Quiet time and the outdoor hours seem to blend into one.  We're taking our cues from our little friends and slowing down, feeling the wind against our cheeks, and breathing in the freedom of sweet days. 
 

Wednesday, April 3, 2013

Why, Hello April



Ah, Babar.  We do love you enough to forgive that one little accusation that hunters are "wicked."


Imagine Childhood arrived in the mail and inspired me to dust off the sewing machine to create a little homemade fun. I love this book.  Love. It.

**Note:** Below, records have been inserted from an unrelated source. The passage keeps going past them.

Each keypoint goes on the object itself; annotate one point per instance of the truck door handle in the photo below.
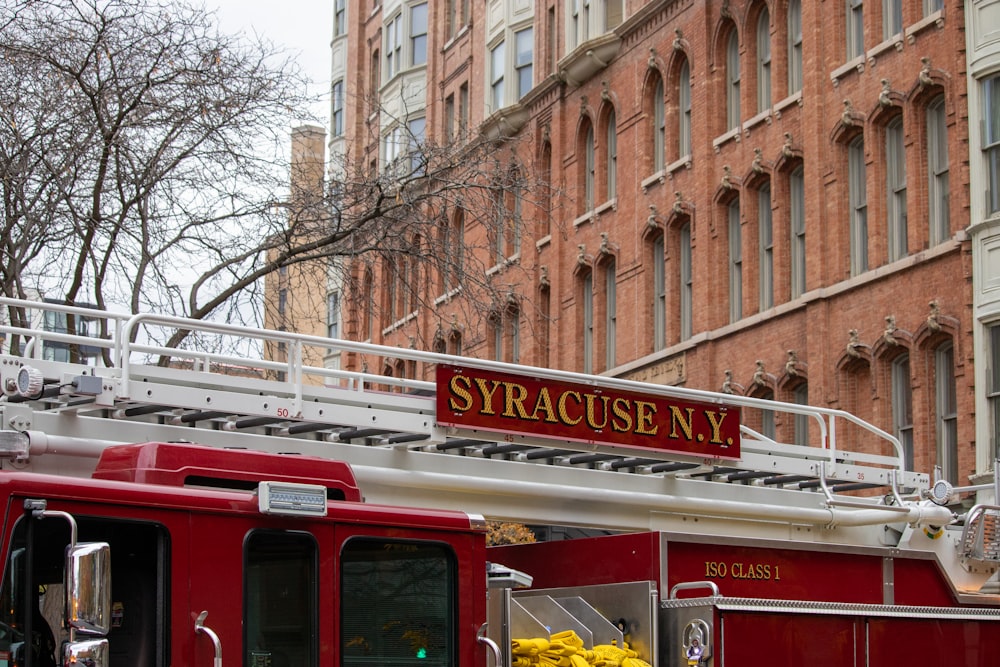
(199, 626)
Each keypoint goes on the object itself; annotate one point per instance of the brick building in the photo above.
(764, 197)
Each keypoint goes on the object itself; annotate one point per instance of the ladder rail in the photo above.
(131, 354)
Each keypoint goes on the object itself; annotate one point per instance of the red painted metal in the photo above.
(576, 412)
(174, 464)
(780, 574)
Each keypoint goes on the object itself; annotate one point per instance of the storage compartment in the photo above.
(619, 615)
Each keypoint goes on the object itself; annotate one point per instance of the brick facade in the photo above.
(820, 316)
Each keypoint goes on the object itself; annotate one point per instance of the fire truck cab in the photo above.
(164, 506)
(205, 564)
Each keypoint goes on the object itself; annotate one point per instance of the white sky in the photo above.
(301, 27)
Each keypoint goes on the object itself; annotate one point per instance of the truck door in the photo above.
(139, 557)
(258, 579)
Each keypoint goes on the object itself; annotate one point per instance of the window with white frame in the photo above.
(895, 171)
(417, 130)
(766, 233)
(686, 301)
(797, 227)
(589, 166)
(857, 197)
(892, 18)
(457, 16)
(524, 58)
(403, 144)
(684, 110)
(418, 34)
(339, 17)
(794, 46)
(855, 29)
(902, 406)
(735, 260)
(993, 388)
(937, 172)
(409, 26)
(337, 108)
(516, 65)
(991, 142)
(732, 80)
(591, 18)
(393, 46)
(659, 126)
(946, 411)
(498, 60)
(764, 61)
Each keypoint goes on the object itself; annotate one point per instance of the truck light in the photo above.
(29, 382)
(942, 492)
(294, 499)
(14, 445)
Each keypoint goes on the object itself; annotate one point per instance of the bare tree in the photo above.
(142, 157)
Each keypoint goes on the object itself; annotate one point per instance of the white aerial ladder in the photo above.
(57, 416)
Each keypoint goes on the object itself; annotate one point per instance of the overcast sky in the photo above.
(302, 27)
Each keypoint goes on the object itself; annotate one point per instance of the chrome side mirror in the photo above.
(88, 588)
(89, 652)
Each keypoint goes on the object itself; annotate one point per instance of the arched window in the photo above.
(857, 196)
(937, 172)
(589, 165)
(732, 80)
(794, 46)
(610, 314)
(659, 127)
(902, 405)
(764, 61)
(765, 230)
(612, 157)
(686, 284)
(735, 230)
(946, 411)
(684, 110)
(587, 297)
(895, 172)
(659, 290)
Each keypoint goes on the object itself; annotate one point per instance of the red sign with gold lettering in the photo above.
(510, 403)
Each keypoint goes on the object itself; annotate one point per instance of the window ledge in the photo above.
(399, 323)
(762, 117)
(856, 64)
(795, 98)
(659, 178)
(731, 135)
(894, 43)
(593, 214)
(454, 40)
(610, 205)
(936, 19)
(589, 216)
(500, 266)
(683, 163)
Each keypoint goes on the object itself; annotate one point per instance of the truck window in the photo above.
(281, 599)
(139, 553)
(397, 604)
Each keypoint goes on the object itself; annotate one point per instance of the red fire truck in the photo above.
(166, 506)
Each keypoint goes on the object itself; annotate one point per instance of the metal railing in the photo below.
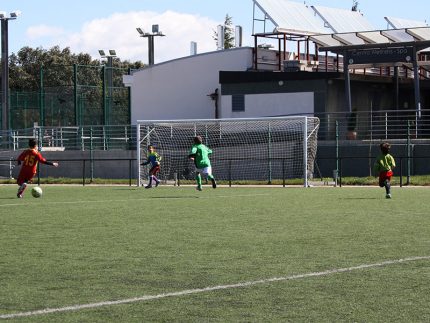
(72, 138)
(359, 125)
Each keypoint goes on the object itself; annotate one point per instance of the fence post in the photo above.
(83, 172)
(283, 172)
(408, 142)
(91, 156)
(229, 173)
(401, 172)
(337, 151)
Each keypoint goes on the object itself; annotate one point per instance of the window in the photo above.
(238, 102)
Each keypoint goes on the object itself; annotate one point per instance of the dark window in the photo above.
(238, 102)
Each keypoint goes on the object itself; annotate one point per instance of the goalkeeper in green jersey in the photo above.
(383, 168)
(199, 153)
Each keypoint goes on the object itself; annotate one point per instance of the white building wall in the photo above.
(270, 104)
(179, 89)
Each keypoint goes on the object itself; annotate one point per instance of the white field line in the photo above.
(210, 288)
(142, 199)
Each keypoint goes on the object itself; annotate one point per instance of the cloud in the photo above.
(44, 31)
(118, 32)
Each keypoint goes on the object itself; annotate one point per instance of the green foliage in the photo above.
(82, 245)
(45, 80)
(228, 33)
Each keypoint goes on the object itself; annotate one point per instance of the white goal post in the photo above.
(244, 150)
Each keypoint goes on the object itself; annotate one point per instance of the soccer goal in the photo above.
(253, 150)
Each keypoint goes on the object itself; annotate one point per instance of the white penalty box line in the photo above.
(212, 288)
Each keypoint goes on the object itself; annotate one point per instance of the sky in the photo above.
(89, 25)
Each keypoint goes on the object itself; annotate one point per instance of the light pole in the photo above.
(109, 75)
(155, 32)
(5, 65)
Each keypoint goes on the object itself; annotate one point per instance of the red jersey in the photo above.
(29, 159)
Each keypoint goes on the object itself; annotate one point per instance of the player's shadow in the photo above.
(173, 197)
(359, 198)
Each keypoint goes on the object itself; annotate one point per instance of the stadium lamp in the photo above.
(150, 36)
(15, 14)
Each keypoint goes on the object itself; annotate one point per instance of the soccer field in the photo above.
(126, 254)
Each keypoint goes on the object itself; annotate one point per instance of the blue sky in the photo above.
(86, 26)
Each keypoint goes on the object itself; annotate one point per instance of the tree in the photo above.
(45, 80)
(228, 33)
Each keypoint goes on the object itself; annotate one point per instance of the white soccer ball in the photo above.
(36, 191)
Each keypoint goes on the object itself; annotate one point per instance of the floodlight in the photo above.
(15, 14)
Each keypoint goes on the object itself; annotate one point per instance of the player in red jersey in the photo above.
(29, 159)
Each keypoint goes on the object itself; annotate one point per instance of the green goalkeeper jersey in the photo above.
(384, 163)
(201, 155)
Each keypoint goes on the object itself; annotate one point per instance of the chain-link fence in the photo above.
(74, 95)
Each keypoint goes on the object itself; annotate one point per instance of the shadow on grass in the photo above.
(173, 197)
(360, 198)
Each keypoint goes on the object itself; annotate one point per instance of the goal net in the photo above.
(244, 150)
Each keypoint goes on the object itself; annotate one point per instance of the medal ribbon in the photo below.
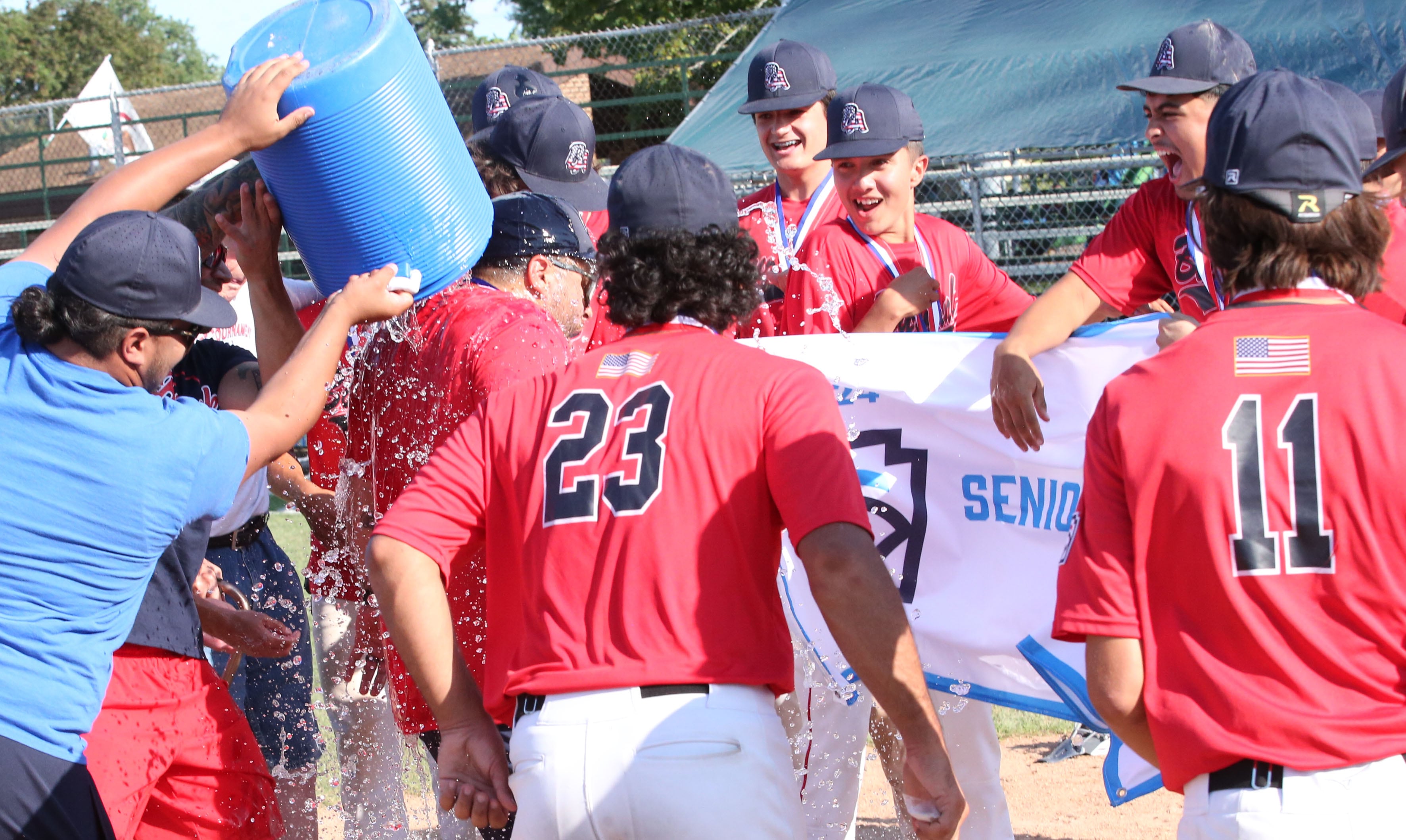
(880, 251)
(808, 218)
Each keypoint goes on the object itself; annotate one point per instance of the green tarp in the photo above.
(999, 75)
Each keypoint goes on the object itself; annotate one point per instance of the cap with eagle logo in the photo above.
(786, 75)
(501, 89)
(1194, 59)
(871, 120)
(1281, 140)
(552, 144)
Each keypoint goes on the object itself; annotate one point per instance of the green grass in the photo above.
(1016, 723)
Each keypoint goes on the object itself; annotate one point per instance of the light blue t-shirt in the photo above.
(96, 480)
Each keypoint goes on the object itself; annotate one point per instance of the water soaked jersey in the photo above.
(1253, 538)
(632, 507)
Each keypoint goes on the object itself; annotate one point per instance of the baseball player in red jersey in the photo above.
(853, 274)
(415, 383)
(789, 88)
(1152, 246)
(1236, 571)
(630, 507)
(1383, 180)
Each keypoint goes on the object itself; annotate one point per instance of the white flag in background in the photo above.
(95, 117)
(972, 529)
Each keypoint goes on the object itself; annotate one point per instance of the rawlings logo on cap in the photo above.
(775, 78)
(853, 120)
(578, 158)
(495, 103)
(1166, 57)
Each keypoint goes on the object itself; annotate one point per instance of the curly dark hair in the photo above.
(44, 315)
(1256, 246)
(500, 178)
(710, 276)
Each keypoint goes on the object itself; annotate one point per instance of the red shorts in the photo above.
(173, 756)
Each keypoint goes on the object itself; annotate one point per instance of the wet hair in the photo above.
(500, 178)
(1256, 246)
(653, 277)
(44, 315)
(1215, 93)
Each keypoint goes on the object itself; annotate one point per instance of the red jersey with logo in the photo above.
(1391, 301)
(1253, 538)
(415, 383)
(757, 214)
(332, 576)
(633, 506)
(840, 274)
(1143, 253)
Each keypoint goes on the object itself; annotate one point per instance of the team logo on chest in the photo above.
(1166, 57)
(497, 103)
(775, 78)
(853, 120)
(578, 158)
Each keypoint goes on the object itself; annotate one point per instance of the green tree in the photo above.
(446, 21)
(563, 17)
(50, 48)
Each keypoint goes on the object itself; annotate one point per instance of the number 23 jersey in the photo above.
(1245, 516)
(632, 507)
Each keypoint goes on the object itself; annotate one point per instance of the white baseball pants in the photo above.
(615, 766)
(369, 744)
(1363, 801)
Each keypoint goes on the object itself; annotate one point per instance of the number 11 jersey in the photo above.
(1245, 516)
(632, 507)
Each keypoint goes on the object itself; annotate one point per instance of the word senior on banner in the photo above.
(1020, 501)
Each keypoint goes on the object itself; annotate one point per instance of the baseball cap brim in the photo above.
(584, 196)
(1387, 159)
(1168, 85)
(800, 100)
(211, 311)
(865, 148)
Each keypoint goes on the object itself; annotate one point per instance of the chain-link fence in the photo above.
(1031, 211)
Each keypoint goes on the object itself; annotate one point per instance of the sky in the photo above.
(220, 23)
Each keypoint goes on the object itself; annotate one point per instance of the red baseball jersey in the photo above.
(781, 227)
(1391, 301)
(632, 507)
(1253, 538)
(412, 390)
(840, 274)
(1145, 252)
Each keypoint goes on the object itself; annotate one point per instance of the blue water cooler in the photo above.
(380, 173)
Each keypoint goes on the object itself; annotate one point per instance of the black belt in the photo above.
(244, 536)
(533, 703)
(1246, 773)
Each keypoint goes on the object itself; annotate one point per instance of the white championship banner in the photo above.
(972, 529)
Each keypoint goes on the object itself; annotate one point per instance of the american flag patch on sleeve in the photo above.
(626, 364)
(1272, 356)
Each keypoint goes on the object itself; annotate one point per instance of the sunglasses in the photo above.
(216, 258)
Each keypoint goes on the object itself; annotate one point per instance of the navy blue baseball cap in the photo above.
(552, 144)
(503, 89)
(788, 75)
(1194, 59)
(871, 120)
(529, 224)
(668, 188)
(1373, 99)
(1279, 138)
(1394, 123)
(141, 264)
(1359, 116)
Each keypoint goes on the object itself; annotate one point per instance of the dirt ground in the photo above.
(1061, 801)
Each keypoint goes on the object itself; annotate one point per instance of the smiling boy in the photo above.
(789, 88)
(853, 274)
(1153, 245)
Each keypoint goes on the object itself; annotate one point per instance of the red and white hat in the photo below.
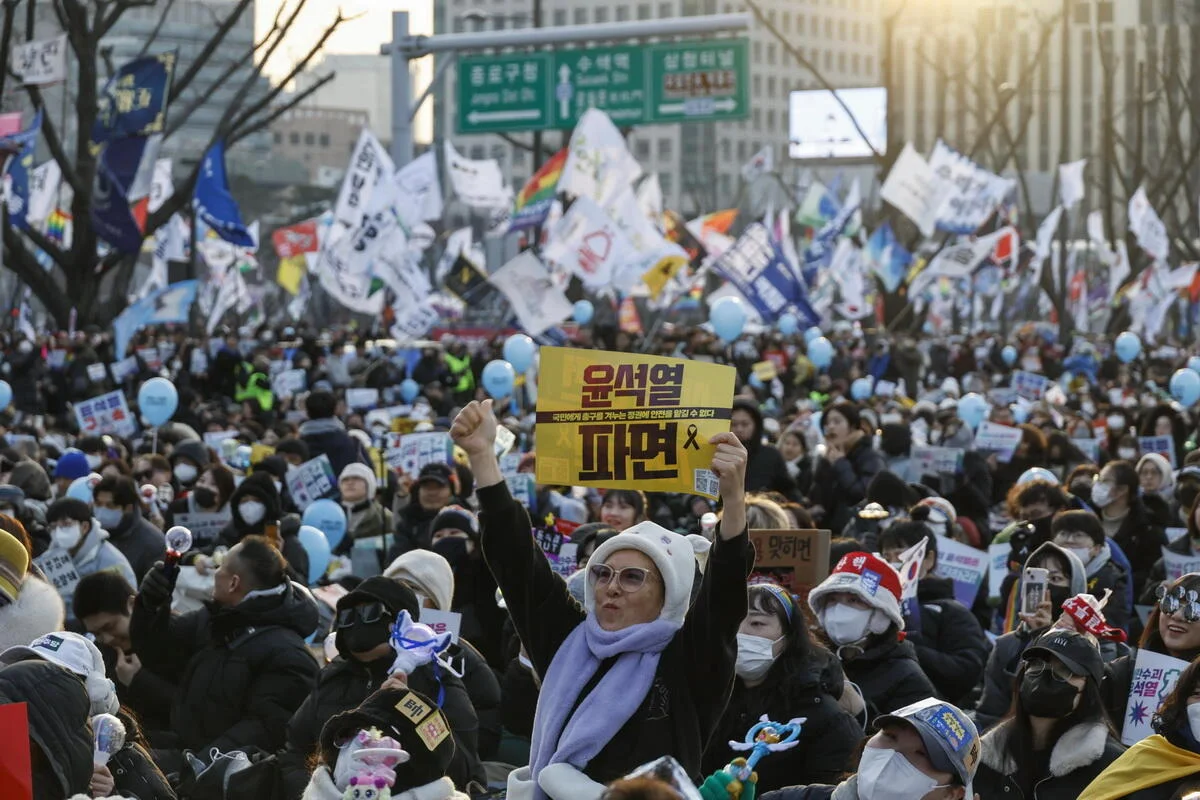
(867, 576)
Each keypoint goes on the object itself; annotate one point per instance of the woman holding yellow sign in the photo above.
(642, 671)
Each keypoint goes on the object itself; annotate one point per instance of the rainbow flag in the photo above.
(533, 202)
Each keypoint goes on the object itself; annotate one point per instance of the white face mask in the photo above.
(888, 775)
(252, 511)
(846, 624)
(755, 656)
(66, 536)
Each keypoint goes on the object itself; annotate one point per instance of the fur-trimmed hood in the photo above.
(1078, 747)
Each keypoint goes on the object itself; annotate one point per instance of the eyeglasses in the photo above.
(629, 578)
(366, 614)
(1179, 599)
(1060, 671)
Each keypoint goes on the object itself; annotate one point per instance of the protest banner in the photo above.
(795, 559)
(1000, 439)
(311, 481)
(963, 564)
(106, 414)
(619, 420)
(1153, 678)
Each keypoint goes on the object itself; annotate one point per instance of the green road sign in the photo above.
(673, 82)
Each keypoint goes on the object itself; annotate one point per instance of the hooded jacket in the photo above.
(59, 725)
(766, 468)
(241, 669)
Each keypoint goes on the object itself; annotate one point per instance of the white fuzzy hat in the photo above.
(675, 555)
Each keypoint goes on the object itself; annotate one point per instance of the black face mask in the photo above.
(363, 637)
(1044, 696)
(453, 549)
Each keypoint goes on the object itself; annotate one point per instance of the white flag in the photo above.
(537, 301)
(915, 190)
(1071, 182)
(761, 163)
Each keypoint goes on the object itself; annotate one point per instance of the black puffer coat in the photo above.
(241, 671)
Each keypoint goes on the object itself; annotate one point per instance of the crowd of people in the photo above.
(252, 665)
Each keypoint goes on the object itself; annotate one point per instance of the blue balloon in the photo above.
(582, 312)
(1186, 386)
(727, 317)
(821, 353)
(329, 518)
(1128, 346)
(157, 401)
(317, 547)
(498, 378)
(972, 409)
(519, 350)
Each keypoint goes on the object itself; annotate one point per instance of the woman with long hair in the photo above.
(783, 673)
(1056, 738)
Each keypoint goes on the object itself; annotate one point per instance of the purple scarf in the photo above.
(609, 705)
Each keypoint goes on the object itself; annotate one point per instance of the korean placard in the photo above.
(622, 420)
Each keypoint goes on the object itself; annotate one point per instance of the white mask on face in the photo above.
(252, 511)
(66, 536)
(888, 775)
(846, 624)
(755, 656)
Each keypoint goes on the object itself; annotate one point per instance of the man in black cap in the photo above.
(363, 624)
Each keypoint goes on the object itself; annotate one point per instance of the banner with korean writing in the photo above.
(1153, 678)
(106, 414)
(621, 420)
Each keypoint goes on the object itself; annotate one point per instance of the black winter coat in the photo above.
(828, 738)
(887, 673)
(695, 672)
(342, 685)
(241, 671)
(951, 645)
(1078, 756)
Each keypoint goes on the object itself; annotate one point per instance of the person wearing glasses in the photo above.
(363, 629)
(643, 668)
(1057, 738)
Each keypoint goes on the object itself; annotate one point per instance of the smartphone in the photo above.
(1033, 587)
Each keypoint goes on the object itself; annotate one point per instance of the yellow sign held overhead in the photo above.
(619, 420)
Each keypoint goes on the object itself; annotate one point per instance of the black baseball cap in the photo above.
(1078, 651)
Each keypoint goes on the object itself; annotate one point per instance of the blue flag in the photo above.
(171, 304)
(22, 146)
(133, 102)
(214, 203)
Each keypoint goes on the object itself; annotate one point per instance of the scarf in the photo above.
(1151, 762)
(609, 705)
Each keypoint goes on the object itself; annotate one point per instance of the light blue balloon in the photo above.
(157, 401)
(821, 353)
(1128, 346)
(519, 350)
(329, 518)
(972, 409)
(1186, 386)
(317, 547)
(582, 312)
(498, 378)
(727, 317)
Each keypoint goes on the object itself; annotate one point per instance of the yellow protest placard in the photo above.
(621, 420)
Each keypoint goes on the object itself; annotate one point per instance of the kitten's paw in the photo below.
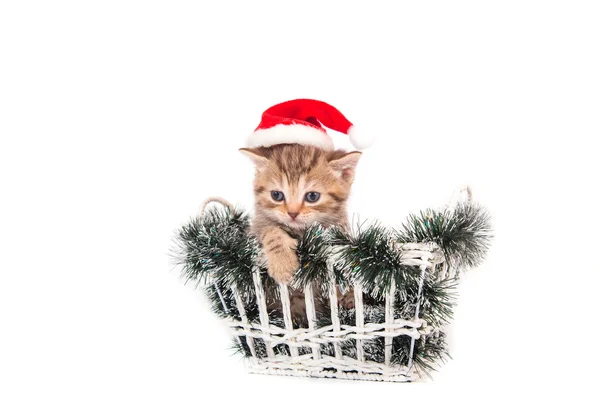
(283, 263)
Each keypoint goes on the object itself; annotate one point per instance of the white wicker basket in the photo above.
(427, 257)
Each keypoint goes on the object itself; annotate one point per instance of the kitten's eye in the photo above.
(311, 197)
(277, 196)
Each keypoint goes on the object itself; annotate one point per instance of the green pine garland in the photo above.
(215, 251)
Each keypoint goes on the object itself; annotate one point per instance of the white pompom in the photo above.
(359, 140)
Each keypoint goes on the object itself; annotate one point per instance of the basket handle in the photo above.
(215, 199)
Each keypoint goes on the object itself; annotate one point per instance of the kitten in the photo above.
(296, 186)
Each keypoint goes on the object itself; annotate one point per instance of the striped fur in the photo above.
(296, 170)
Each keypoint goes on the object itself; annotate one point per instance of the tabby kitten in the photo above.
(296, 186)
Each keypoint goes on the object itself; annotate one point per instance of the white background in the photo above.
(117, 118)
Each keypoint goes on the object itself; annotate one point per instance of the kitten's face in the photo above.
(298, 185)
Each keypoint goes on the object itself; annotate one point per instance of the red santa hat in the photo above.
(301, 121)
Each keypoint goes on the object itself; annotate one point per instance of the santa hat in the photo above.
(301, 121)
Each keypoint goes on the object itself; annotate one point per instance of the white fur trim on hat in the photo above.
(295, 133)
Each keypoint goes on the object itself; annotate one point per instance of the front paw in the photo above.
(283, 263)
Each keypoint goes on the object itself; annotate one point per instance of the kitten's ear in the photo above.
(257, 158)
(344, 167)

It's Spring Break for most of the neighborhood, and we've spent hours and hours in the cul de sac with kids weaving in and out on Ripsticks and bikes.  Laughter.  Play.  Mamas and Dads talking and sipping on coffee.  This is the sweet stuff of life, folks, and we are knee deep in it, drinking every last drop because we know these days are short.    And so we will bottle them up and, one day, unearth them from the deep recesses of time, savor their aroma, and slowly sip the memory of Glory days.   I've lived long enough now to get this way of life.  And to see it as beautiful.

City Walks

 
 
 
 
 
 
 

 

Wednesday, March 20, 2013

March Winds


 
March winds are blowing hard in my town, and we are taking to the outdoors in large chunks.  The downtown local farmer's market has been a favorite Saturday morning activity the last two weekends.  Perfect outdoor time.
 

We love this North American Wildlife Memory Game that we've had for years. 
 
Chalk Bark:  We ran out of chalk last week.  So what do you do when you don't want to run to the store and have a huge tub of Plaster of Paris rotting on the shelf?  Naturally you make your own chalk bark.  The key to perfect color is to mix the powdered paint with the Plaster of Paris before adding water.  Mix together in a shallow pan or container, and spread it thinly so that it will be less than an inch thick.  When it hardens, break it into large pieces.  This works so much better than molds, and the kids love experimenting with the larger, abnormal shapes. 
 
 
I started a DVD Bible study, Chase.  Review to come soon.
 
The little kids and I have enjoyed reading How Groundhog's Garden Grew.  It's great inspiration to get them outside soon for planting.  The illustrations are exquisite.
 
My twelve year old and I absolutely fell in love with Two Little Confederates (the Kindle version is free).   It's a lovely glimpse into the adventures of two young southern brothers during a time of great turmoil when the Civil War touches their lives in a real way and challenges them to exhibit character over taking sides.  I was sad to turn the last page.  Truly a must read.
 
 

Friday, March 15, 2013

Being That Parent

After three weeks of coughing, fevers, antibiotics, ear infections, and general all around malaise, we were eager to head for the door.  One caveat for time in the out of doors with the Faithful Five should be illness.

 
When I was a girl, I freely roamed our little piece of the Appalachian Mountains.  I climbed and hiked and explored and breathed in the earth, air, and water of my ancestors like it was my very life.  It flows deep in my veins though with six in tow I rarely get there these days.  I had long talks with the beautiful Creator as leaves crunched beneath my feet and the breeze lifted my hair.  I firmly believe if this world, as Edwards says, is just a foretaste of heaven that I will not be able to stand in the presence of the original Glory.  Glory Himself.  It brings tears to my eyes just at the thought of such a great Creator, who would give me a such gracious glimpse of himself.  I groan along with all creation, "Come, Lord Jesus.  Come."
 
I cherish the fact that my parents gave me that freedom to know creation so intimately in solitude.  And I've had to ask myself, can I be that kind of a parent? 
 
Yes.  Yes, I can.
 
This boy of mine has taken to his bike and had exceeded anything I expected and has awed me with his spunk.  He rode to the dam, twelve miles from our house. 
 
Did I stalk him just a little?  You bet I did.